Sem bons meios de comunicação não é possível desenvolvimento económico, o que justifica e explica o interêsse com que o País a aprecia.
A Câmara Política tem por obrigação traduzir as aspirações e necessidades dos povos, para, pesadas e medidas, discutir a forma de lhes dar realização.
Se a hora que passa, atenta a pobreza e penúria a que chegaram os meios de transporte, é, no dizer de alguns, o momento oportuno para definitivamente os orientar, eu, cheio de receio, talvez fôsse de opinião que melhor seria aguardar mais algum tempo, para, depois de conhecidos os progressos técnicos que a guerra nos proporcionou, melhor avaliarmos da solução do problema.
Como me falta a autoridade de técnico, não farei de tal modo de ver questão fechada o, concordando em princípio com a coordenação, direi ao de leve e sôbre alguns aspectos o que sôbre ela se me oferece.
Estão em causa o carril e o volante, e ao Estado, mesmo em matéria económica, não é indiferente a luta de classes ou emprêsas, pelo que lhe compete providenciar no sentido de conseguir o desenvolvimento de tudo quanto represente utilidade para a Nação.
É à luz dêste critério que o problema tem de ser visto, é em obediência a êle que a Câmara tem de se pronunciar.
Se o caminho de ferro representa uma massa de riqueza pública, que bem pode classificar-se das grandes valias do património nacional, a verdade é que essa riqueza e essa valia só para nós têm interêsse emquanto corresponderem às necessidades económicas do País, emquanto satisfizerem cabalmente o interêsse que o País tem de, por meio rápido, cómodo e económico, transportar pessoas e mercadorias.
No dia em que o progresso descobrir outro meio mais célere, no dia em que o progresso descobrir outro meio mais completo para neste capitulo satisfazer as necessidades da Nação, embora represente prejuízo sério abandonar uma grande riqueza, a realidade da vida impõe-nos a actualização, sob pena de cristalizarmos em situação que nos deprime, envergonha e depaupera.
Os defensores do carril, agarrados ao argumento de que foi com êle que nos encontrámos na guerra, pretendem valorizá-lo a ponto de lhe reclamarem situação de vantagem, que em meu modo de ver se não explica.
Isto não quere dizer que eu seja contra as medidas que tendam a conservá-lo e valorizá-lo, embora com sacrifício pecuniário da Nação, porque no momento que passa reconheço-o ainda necessário e útil, mas insurjo-me contra a idea de que essas medidas só serão eficazes se eliminarem a concorrência dos outros meios de transporte.
Ao carril compete o seu lugar e tem de lutar actualizando-se; à camionagem compete o seu lugar e tem de trabalhar desempenhando a função que a colectividade lhe reclama.

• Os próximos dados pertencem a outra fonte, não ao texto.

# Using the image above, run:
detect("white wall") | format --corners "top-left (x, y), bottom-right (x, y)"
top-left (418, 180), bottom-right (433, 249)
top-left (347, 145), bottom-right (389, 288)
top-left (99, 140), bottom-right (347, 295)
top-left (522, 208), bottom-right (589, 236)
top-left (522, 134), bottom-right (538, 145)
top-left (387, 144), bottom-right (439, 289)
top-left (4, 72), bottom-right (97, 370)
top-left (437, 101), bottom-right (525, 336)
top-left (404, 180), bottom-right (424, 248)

Sair dêste dilema e dar preferência legal a qualquer dêles significaria dar-lhe uma protecção que a Nação repudia, significaria comprometer o desenvolvimento da economia nacional.
Vozes: — Muito bem, muito bem!
O Orador: — De facto, um olhar retrospectivo mostra-nos que não vai longe o tempo em que a maior aspiração local se traduzia em caminho de ferro à porta, e nesse sentido se orientaram a política, forças vivas e realidades económicas de então.
Hoje é outra a aspiração das gentes.
O progresso demonstrou que um outro meio de transporte, mais rápido, mais cómodo e até certo ponto tam eficaz, era capaz de substituir o velho mastodonte, a ponto de ao público proporcionar a vantagem de, com menor risco e mais celeridade, satisfazer as necessidades presentes.
E à aspiração do carril sucedeu-se a da boa estrada, porque ela, melhor do que aquele, lhe dava estímulo a que se desenvolvessem a agricultura, o comércio e a indústria.
O assunto é tam palpável e evidente que o próprio Estado abandonou algumas obras já iniciadas, muitas despesas já feitas.
Em raciocínio sereno, temos de reconhecer que muitos produtos só podem convenientemente circular desde que, mesmo em concorrência com o caminho de ferro, se permita e ampare a livre circulação da camionagem. Estão nestas condições o peixe, as frutas, as hortaliças e todos os géneros que fàcilmente se deteriorem. Continuam nestas condições todos os objectos que, não podendo transportar-se pelo caminho de ferro sem grave risco, vêem êsse risco muito atenuado ou eliminado fazendo-se o transporte com o cuidado, interêsse e carinho que no automóvel se lhes pode dispensar, já reduzindo ao mínimo os trasbordos, já caminhando de harmonia com as circunstâncias que cada caso especial aconselhe.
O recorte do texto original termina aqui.